Kultur

Sascha Retzlaff und Annette Lauckner geben das unsterbliche Opernpaar Tristan und Isolde. (Foto: Regina Fettköther)

24.07.2015

Aufklärung mit Wagner

Zwischen tieferer Bedeutung und Klamauk: „Tristan oder Isolde“ auf der Studiobühne Bayreuth

Kommt Kevin denn nun endlich bei Chantalle (beide nicht sächsisch sprechend) zu Potte? Drei Versuche am Dachboden, auf ihr zu landen – aber immer liegen da irgendwelche Leichen rum. In Bayreuth können das natürlich nur Wagner-Leichen sein, die Uwe Hoppe in seinem neuen Studiobühnen-Stück im Steingraeber-Haus verstreut: Genau eine Woche vor den Festspielen sind es Tristan, Isolde & Co.
Uwe Hoppe will dem Publikum endlich mal zeigen, wie das bei dem unsterblichen Opernpaar eigentlich war. Bei Wagner erzählen sie’s zwar stundenlang, aber bei Hoppe sieht man, wie Tristan den irischen Riesen Morolt erschlägt und einen fiesen Drachen noch dazu, wie es bei den zahlreichen „Beilagern“ zugeht.
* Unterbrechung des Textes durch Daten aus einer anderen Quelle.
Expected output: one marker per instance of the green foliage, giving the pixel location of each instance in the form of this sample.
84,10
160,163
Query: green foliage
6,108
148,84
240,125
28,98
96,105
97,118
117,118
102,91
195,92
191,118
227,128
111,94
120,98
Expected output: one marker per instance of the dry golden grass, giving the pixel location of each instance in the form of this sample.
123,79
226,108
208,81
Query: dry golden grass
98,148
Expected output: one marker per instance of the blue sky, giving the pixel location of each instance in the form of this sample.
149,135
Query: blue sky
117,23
Dazu mixt der umtriebige Laienspielerchef brillant den originalen Wagner-Text mit flapsigen Wortkaskaden von heute, mischt Wagner mit Gottfried von Straßburg und anderen Quellen des Stoffs – richtig was für g’studierte Leut’ halt.
Da geht es über zwei Stunden lang germanistisch manchmal direkt interessant, manchmal denn doch allzu gelehrsam zu, dann wieder richtig blöd, und szenisch kommt eine Mischung von Ernst, Satire, Ironie und tieferer Bedeutung samt Comic und Franken-Klamauk heraus.
So bunt gemischt sieht auch die Zirkustruppe aus, die Hoppe am Anfang und am Ende seiner Inszenierung auf die Dachbodenbühne schickt. Von der muss jeder richtig mit anpacken, wenn Michael Bachmann aus Bierbänken und -tischen die Burg Kareol oder den OP-Saal des waidwunden Tristan aufgebaut haben will.

Drastische Vorführung

Und jeder muss in viele Rollen schlüpfen, damit man Tristan auch als Ehemann der Isolde Weißhant und als Koma-Säufer kennenlernen kann oder das Elternpaar Tristans Blanchefleur und Rivalin. Wovon bei Wagner erst im dritten Akt der „Handlung“ die Rede ist, der Tod der Mutter bei Tristans Geburt – hier wird alles drastisch vorgeführt.
Was man schon immer über Tristan und Isolde wissen wollte und sich nie zu fragen traute: War König Marke wirklich schwul, scharf auf den Neffen und mit ihm in der Molle? Wieso war dann Isoldes Kammerfrau Brangäne stellvertretend mit Marke zugange? War Melot eigentlich in den König verliebt oder nur ein schnöder Intrigant? Nichts war zu intim, als dass Uwe Hoppe keine Antwort darauf hätte. Das war streckenweise zum Hammond-Orgel-Gesäusel nach Wagnermotiven (Hans Martin Gräbner) nur manchmal wirklich lustig und eigentlich ein richtiges Jongleur-Kunststück mit ganz viel Textflitter. Mit dem sportiven Tristan von Sascha Retzlaff und Annette Lauckner als stets beischlafbereiter Isolde ist diese Wagner-Aufklärungsstunde (sozusagen „Wagner untold“) noch im Juli und den ganzen August über eine Top-Vorbereitung für die Grande Opéra. (Uwe Mitsching)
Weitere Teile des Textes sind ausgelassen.